声帯白斑症は、声帯に白いできものができます。炎症、前がん病変、がんなどが原因として考えられますが、見た目には区別できません。病変の一部を採取して顕微鏡で調べる生検により診断します。

喉頭がんは、声帯に発生する声門がんが65~70%、声帯の上に発生する声門上がんが30~35%を占めます。男性に多く、喫煙が原因とされます。

喉頭乳頭腫は、ヒトパピローマウイルスが原因の良性の腫瘍ですが、まれにがん化することがあります。多発し、再発を繰り返し、呼吸困難が生じることもあります。若年型の場合、母親に、同じウイルスが原因の尖圭コンジローマの既往症が見られることがあり、出産時の産道における母子感染と考えられます。

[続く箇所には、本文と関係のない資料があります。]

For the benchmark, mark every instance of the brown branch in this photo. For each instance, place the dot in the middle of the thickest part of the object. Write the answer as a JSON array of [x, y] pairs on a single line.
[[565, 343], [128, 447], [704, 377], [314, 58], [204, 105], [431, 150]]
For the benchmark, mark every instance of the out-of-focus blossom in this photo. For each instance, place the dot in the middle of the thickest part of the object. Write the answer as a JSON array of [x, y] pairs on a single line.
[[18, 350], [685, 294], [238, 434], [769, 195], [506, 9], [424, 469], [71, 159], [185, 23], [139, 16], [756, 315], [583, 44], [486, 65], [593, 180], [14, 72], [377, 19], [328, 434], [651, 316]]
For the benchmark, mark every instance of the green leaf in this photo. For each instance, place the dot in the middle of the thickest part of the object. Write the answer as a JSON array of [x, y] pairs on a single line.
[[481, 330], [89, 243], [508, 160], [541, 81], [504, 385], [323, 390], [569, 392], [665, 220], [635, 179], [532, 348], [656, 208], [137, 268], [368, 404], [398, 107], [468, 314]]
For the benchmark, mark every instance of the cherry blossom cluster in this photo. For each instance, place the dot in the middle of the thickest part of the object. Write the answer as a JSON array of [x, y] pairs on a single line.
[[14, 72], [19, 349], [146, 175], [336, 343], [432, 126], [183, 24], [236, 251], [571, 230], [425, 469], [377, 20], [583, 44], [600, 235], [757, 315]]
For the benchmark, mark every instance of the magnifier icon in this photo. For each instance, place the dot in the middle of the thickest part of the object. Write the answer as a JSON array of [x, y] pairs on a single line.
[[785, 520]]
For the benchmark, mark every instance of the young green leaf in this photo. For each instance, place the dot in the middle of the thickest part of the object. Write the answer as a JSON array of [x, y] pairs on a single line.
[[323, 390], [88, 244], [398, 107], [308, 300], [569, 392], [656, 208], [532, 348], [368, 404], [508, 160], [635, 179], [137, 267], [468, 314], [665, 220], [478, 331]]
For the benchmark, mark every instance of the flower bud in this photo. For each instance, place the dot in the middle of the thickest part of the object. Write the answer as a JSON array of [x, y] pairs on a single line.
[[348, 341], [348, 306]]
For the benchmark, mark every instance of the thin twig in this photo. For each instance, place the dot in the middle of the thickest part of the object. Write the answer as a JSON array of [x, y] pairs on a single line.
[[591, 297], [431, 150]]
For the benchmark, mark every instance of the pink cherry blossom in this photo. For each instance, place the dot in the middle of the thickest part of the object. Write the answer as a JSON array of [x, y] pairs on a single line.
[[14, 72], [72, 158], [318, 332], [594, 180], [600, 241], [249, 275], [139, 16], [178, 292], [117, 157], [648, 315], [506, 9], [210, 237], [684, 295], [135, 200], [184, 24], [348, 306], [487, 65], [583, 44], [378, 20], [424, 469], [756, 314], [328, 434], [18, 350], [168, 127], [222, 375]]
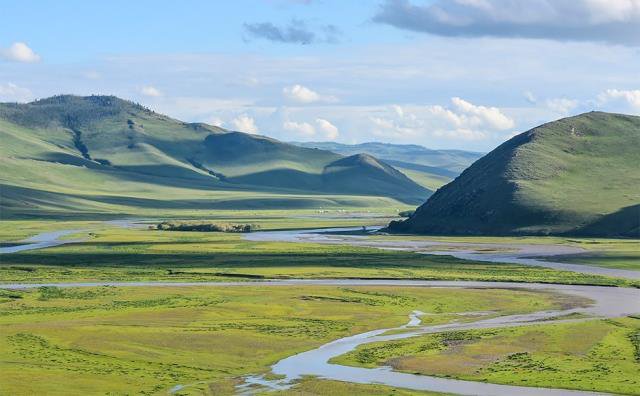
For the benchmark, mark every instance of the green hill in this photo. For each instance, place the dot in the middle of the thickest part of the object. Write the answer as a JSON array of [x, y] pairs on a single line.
[[429, 168], [102, 154], [578, 175]]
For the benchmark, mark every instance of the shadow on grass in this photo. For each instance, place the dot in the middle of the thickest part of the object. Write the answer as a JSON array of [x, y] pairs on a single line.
[[232, 259]]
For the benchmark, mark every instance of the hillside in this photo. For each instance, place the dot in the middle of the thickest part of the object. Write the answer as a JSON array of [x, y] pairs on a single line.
[[429, 168], [102, 154], [578, 175]]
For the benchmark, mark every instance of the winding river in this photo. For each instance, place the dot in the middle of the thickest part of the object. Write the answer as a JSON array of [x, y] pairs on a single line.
[[607, 302], [525, 254]]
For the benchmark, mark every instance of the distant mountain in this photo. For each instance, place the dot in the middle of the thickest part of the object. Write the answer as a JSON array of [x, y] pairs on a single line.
[[578, 175], [105, 154], [427, 167]]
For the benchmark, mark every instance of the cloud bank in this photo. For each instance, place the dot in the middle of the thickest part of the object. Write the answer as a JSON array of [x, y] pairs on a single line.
[[19, 52], [613, 21], [296, 32]]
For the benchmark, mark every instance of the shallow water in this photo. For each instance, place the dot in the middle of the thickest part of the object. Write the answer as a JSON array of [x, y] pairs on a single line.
[[40, 241], [525, 254], [607, 302]]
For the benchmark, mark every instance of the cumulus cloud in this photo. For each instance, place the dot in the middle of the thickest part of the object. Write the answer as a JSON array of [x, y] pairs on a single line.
[[614, 21], [474, 115], [330, 131], [302, 128], [462, 120], [530, 97], [150, 91], [561, 106], [19, 52], [296, 32], [244, 123], [630, 98], [10, 92], [301, 94]]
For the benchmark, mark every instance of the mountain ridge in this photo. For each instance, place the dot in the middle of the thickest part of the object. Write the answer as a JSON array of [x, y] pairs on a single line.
[[90, 148], [561, 177]]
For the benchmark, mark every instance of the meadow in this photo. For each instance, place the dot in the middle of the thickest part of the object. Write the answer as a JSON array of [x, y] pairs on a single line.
[[595, 355], [135, 254], [147, 340]]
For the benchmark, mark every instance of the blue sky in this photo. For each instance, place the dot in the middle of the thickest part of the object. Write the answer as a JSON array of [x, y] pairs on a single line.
[[462, 74]]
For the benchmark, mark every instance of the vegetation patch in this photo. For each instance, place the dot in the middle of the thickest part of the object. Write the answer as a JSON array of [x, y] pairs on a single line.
[[205, 227], [595, 355]]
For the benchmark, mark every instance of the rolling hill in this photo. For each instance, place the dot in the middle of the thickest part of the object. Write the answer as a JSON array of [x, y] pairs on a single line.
[[102, 154], [578, 175], [429, 168]]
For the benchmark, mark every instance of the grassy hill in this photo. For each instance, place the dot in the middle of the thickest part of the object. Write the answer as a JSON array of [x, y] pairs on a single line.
[[429, 168], [578, 175], [102, 154]]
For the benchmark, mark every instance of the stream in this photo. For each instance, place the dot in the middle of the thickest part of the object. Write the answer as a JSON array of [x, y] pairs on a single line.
[[608, 302]]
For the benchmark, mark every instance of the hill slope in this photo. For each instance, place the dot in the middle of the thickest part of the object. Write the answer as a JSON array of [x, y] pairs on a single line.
[[578, 175], [103, 154], [429, 168]]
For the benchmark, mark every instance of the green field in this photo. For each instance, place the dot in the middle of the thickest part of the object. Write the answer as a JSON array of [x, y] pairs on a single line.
[[577, 175], [145, 340], [113, 253], [596, 355]]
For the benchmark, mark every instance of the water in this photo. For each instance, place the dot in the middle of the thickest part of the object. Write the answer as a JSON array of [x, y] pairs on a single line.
[[41, 241], [525, 254]]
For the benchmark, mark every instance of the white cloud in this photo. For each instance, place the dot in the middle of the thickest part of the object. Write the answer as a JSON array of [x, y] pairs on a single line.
[[150, 91], [91, 75], [530, 97], [462, 121], [19, 52], [216, 121], [10, 92], [561, 106], [301, 94], [302, 128], [491, 117], [330, 131], [244, 123], [630, 98], [614, 21]]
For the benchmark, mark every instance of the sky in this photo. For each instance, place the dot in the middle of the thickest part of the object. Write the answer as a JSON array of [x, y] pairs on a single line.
[[455, 74]]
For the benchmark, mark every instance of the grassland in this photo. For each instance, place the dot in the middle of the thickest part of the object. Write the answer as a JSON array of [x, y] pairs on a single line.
[[147, 340], [599, 252], [315, 386], [115, 254], [578, 175], [596, 355], [99, 155]]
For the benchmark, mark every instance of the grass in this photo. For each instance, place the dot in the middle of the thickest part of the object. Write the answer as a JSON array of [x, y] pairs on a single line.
[[313, 386], [599, 252], [147, 340], [116, 254], [597, 355], [130, 160], [577, 175]]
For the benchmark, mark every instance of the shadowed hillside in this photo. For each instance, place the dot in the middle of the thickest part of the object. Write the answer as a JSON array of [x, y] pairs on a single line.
[[575, 175], [429, 168], [102, 154]]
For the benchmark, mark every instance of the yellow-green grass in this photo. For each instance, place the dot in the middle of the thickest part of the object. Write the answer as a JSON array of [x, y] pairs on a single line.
[[117, 254], [594, 355], [17, 230], [314, 386], [600, 252], [148, 339]]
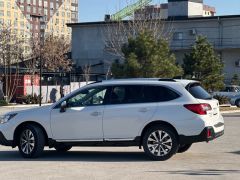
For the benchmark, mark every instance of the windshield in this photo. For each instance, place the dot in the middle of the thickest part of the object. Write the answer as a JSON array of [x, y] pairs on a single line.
[[197, 91]]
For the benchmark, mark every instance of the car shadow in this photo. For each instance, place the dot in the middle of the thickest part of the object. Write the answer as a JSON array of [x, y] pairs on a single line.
[[235, 152], [204, 172], [89, 156]]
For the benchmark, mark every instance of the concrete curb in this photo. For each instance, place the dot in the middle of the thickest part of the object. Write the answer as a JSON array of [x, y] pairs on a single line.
[[229, 112], [24, 106]]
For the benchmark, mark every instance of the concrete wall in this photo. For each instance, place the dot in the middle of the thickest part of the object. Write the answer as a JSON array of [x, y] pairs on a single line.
[[195, 9], [178, 8]]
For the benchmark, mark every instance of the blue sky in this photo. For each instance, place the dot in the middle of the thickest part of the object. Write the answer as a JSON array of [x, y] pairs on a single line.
[[94, 10]]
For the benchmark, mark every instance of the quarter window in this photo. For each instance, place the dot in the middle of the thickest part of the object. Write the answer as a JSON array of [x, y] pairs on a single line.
[[88, 97]]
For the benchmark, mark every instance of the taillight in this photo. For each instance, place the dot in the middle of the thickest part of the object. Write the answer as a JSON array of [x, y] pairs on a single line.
[[200, 109]]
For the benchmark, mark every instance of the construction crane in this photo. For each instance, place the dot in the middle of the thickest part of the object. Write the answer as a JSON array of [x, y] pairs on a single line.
[[129, 10]]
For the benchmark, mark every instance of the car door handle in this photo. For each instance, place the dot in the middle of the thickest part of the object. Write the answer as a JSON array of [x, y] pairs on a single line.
[[95, 113], [143, 110]]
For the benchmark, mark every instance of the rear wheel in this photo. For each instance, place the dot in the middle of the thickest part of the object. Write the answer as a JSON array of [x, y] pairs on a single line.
[[160, 143], [31, 141], [184, 147], [62, 147], [237, 103]]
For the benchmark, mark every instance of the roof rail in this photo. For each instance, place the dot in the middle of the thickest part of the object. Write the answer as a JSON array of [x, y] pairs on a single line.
[[142, 79], [172, 80]]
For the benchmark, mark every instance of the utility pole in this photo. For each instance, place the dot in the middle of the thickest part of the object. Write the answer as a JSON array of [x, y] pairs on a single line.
[[41, 20]]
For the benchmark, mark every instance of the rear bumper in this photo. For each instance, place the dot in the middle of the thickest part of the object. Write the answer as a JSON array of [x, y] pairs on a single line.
[[4, 141], [206, 135]]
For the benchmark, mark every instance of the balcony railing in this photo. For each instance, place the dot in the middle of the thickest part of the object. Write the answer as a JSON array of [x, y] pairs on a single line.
[[223, 43]]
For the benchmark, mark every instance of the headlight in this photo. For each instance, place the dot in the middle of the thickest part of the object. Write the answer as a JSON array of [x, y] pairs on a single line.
[[6, 118]]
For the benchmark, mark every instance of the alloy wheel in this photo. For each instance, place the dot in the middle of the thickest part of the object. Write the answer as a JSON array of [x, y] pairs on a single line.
[[159, 143], [27, 141]]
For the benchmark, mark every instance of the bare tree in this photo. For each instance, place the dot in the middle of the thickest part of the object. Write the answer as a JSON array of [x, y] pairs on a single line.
[[11, 53], [86, 72], [32, 62]]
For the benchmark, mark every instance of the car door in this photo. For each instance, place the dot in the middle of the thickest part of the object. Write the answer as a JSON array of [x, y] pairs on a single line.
[[82, 119], [126, 112]]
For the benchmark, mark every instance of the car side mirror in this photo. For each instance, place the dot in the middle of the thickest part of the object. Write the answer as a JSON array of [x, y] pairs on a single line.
[[63, 107]]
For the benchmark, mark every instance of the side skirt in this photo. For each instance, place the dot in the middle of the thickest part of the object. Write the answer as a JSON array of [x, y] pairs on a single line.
[[104, 143]]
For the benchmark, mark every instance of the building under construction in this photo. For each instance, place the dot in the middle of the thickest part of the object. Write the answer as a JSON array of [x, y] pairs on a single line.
[[186, 19]]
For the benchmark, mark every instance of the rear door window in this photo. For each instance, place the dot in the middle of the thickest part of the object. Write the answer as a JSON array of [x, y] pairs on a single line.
[[197, 91], [158, 94], [126, 94]]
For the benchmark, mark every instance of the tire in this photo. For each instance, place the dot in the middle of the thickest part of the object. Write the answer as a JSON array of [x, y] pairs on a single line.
[[237, 103], [31, 141], [62, 148], [160, 149], [183, 148]]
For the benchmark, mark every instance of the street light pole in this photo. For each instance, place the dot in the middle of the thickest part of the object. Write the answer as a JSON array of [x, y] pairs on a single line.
[[40, 81]]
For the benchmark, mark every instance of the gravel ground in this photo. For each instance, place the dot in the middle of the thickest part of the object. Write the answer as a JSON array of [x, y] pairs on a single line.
[[219, 159]]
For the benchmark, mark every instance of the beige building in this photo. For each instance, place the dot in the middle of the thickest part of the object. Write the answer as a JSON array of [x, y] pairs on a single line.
[[223, 32], [38, 18], [186, 8]]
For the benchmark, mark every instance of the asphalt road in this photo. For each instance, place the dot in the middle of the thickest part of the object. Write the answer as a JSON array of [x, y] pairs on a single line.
[[219, 159]]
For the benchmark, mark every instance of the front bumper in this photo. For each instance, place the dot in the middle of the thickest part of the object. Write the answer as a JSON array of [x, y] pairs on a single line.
[[4, 141], [208, 134]]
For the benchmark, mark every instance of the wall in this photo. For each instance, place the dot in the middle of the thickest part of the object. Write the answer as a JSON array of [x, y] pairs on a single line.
[[222, 32]]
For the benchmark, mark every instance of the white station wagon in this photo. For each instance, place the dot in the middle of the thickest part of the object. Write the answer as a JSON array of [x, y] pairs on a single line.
[[164, 116]]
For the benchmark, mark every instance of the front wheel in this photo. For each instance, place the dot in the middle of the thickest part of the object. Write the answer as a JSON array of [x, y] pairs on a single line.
[[160, 143], [237, 103], [31, 141], [184, 147]]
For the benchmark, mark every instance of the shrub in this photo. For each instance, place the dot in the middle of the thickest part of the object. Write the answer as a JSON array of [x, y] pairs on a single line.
[[29, 99]]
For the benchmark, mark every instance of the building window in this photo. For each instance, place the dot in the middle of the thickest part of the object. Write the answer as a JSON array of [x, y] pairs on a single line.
[[178, 36], [1, 4]]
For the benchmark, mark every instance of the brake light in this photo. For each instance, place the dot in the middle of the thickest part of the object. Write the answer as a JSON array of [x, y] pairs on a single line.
[[200, 109]]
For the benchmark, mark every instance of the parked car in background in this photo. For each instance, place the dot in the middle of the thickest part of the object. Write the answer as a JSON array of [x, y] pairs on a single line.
[[232, 92], [164, 116]]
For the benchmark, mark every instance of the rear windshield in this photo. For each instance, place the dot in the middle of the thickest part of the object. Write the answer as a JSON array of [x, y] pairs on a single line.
[[197, 91]]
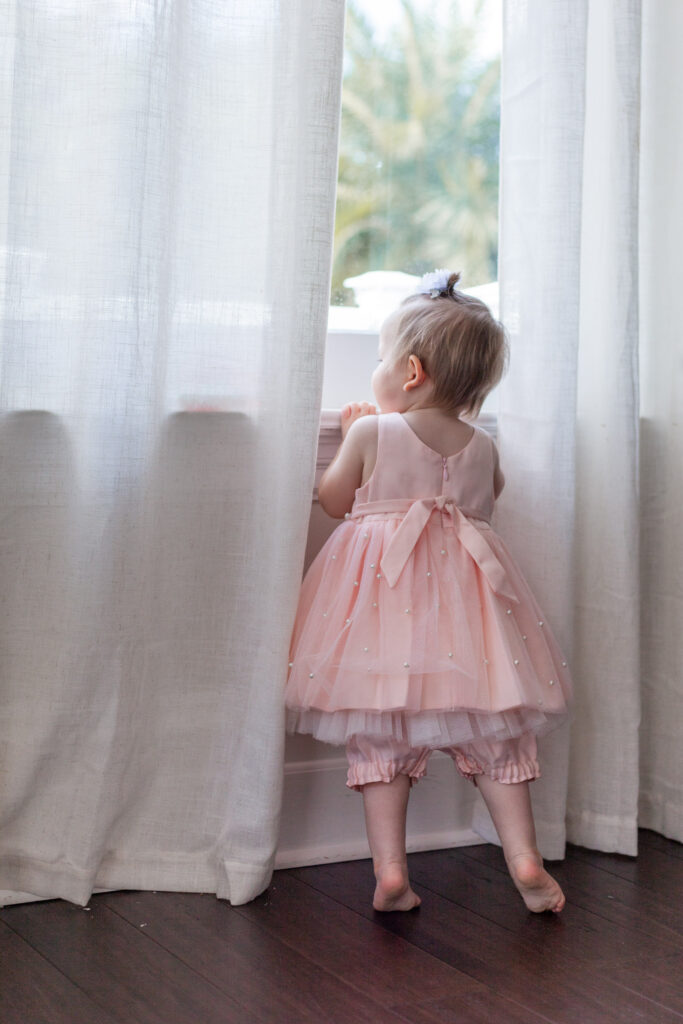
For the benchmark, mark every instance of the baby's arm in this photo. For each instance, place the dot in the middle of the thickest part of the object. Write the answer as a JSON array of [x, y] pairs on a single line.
[[499, 479], [344, 474]]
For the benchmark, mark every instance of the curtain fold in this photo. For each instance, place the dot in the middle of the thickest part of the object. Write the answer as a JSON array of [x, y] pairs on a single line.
[[168, 177], [587, 292]]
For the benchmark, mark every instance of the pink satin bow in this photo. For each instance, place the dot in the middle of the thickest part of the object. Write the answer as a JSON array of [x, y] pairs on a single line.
[[415, 520]]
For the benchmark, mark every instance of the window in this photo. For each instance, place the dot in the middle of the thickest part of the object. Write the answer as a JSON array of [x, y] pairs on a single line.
[[418, 167]]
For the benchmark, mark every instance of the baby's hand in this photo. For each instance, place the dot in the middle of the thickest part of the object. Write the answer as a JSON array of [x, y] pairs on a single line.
[[353, 412]]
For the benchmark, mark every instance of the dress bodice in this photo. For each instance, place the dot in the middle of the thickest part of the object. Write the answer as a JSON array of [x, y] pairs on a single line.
[[408, 468]]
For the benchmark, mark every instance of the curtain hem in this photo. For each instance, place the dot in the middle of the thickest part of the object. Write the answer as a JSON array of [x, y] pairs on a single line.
[[25, 880], [608, 834]]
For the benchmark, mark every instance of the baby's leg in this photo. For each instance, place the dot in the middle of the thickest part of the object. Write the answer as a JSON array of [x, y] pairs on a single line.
[[510, 806], [385, 805], [384, 770]]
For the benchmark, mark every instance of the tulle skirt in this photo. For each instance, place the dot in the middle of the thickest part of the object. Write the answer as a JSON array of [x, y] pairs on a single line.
[[443, 656]]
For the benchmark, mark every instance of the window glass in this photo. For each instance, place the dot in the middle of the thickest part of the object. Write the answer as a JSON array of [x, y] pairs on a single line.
[[419, 153]]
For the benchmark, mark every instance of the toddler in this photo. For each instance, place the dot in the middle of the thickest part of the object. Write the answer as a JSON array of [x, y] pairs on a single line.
[[416, 630]]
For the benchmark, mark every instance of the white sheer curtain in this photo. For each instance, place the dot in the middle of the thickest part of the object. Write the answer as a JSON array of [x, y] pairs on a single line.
[[586, 143], [167, 182]]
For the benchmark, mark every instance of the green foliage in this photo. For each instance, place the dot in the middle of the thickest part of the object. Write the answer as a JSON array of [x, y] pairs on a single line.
[[418, 163]]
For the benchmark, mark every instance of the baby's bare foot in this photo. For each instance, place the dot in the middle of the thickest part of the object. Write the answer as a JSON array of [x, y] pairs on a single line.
[[393, 890], [539, 889]]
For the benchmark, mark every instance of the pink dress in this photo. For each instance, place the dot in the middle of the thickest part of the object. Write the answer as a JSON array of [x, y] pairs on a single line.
[[415, 624]]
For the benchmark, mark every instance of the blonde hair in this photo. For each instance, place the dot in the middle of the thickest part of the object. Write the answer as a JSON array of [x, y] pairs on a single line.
[[461, 346]]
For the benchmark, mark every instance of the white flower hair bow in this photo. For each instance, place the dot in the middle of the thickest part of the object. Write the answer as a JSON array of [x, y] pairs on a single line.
[[434, 284]]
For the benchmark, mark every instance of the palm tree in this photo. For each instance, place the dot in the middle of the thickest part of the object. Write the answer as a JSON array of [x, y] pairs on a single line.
[[418, 165]]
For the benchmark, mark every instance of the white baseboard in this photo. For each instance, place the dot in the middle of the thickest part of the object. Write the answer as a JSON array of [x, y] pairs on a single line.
[[323, 820]]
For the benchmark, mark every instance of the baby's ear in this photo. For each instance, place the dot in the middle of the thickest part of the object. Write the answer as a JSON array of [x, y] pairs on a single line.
[[415, 373]]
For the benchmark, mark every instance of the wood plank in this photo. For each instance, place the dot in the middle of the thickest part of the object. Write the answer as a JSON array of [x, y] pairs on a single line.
[[381, 966], [629, 908], [119, 968], [489, 892], [478, 1007], [652, 869], [35, 992], [526, 970], [660, 978], [255, 968]]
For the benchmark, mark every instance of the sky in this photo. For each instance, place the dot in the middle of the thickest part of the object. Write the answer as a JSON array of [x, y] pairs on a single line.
[[383, 13]]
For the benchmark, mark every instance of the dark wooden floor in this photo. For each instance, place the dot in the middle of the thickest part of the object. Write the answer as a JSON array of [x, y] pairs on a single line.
[[311, 950]]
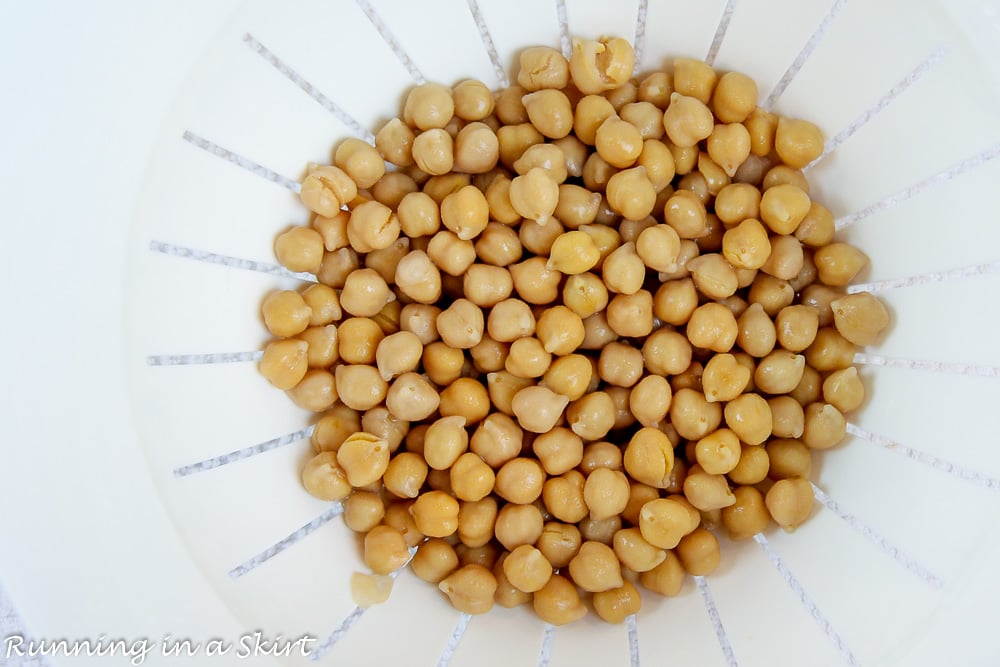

喉頭白斑症による炎症の場合は、定期的に内視鏡検査を行います。がんの可能性があればがん治療を行います。

喉頭乳頭腫の場合、確立した治療法はなく、レーザー治療、インタフェロン局所注入治療などが行われます。小児の場合は、思春期以降に自然消退するという報告もあります。成人の場合は、がんを警戒し、切除手術することもあります。

声帯白斑症の前がん症状やがん、喉頭がんの場合は、初期の場合は放射線治療や喉頭機能温存手術を行い、発声機能を残します。進行がんの場合は、かつて喉頭全摘出術が多かったのですが、現在では抗がん剤同時併用の放射線治療や喉頭機能温存手術を行い、喉頭機能を残す努力がされています。